We can see those entities in your domain:
The "Issue"
"Teams" affected by that issue, in a certain percentage
So, having identified those two items, you can represent that with two tables, and the relationship between them is another table, that could track the percentage impact too.
Hope this helps.
I wouldn't create a unique table for each issue. I would do something like this
Table: Issue
IssueId primary key
status
workLoss
createdby
etc
Table: Team
TeamID primary key
TeamName
etc
Table: IssueTeam
IssueID (foreign key to issue table)
TeamID (foreign key to team table)
PercentLabsAffected
Unless I'm understanding wrong what you're trying to do, you should not have a unique table for each instance of an issue.
Your database should have three tables: an Issues table, a Teams table, and an IssueTeams joining table. The IssueTeams table would include foreign keys (i.e. TeamID and IssueID) that reference the respective team in Teams and issue in Issues. So Issue Teams might have records like (Issue1, Team1), (Issue1, Team3). You could keep the affected percentage of each teams' labs in the joining table.
Well, just to be all modern and agile-y, 'getting it right the first time' is less trendy than 'refactorable.' But to work through your model:
You have Issues (heh heh). You have Teams.

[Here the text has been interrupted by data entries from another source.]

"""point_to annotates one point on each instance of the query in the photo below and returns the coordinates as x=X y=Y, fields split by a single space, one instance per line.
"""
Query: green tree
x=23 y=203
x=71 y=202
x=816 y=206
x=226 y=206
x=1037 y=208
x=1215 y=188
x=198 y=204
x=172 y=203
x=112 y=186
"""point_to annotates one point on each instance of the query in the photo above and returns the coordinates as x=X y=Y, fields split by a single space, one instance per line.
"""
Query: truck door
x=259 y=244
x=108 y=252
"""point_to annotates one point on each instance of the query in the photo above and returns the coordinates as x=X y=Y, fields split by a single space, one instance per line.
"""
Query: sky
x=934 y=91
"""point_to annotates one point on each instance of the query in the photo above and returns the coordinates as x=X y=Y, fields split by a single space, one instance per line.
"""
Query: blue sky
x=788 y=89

An Issue affects many Teams. A Team is affected by many Issues. So just for the basic problem, you seem to have a classic Many:Many relationship. A join table containing two columns, one to Issue PK and one to Team PK takes care of that.
Then you have the question of what % of teams. There's a dynamic aspect to that, of course, so to do it right, you'll need to specify a trigger. But the obvious place to put it is a column in Issue ("Affected_Team_Percentage").
If I understand you correctly, you want to create a new table of teams affected for each issue. Creating tables as part of normal operations rings my relational database design alarm bell. Don't do it!
Instead, use one affected_teams table with a foreign key to the issues table and a foreign key to the teams table. That will do the trick.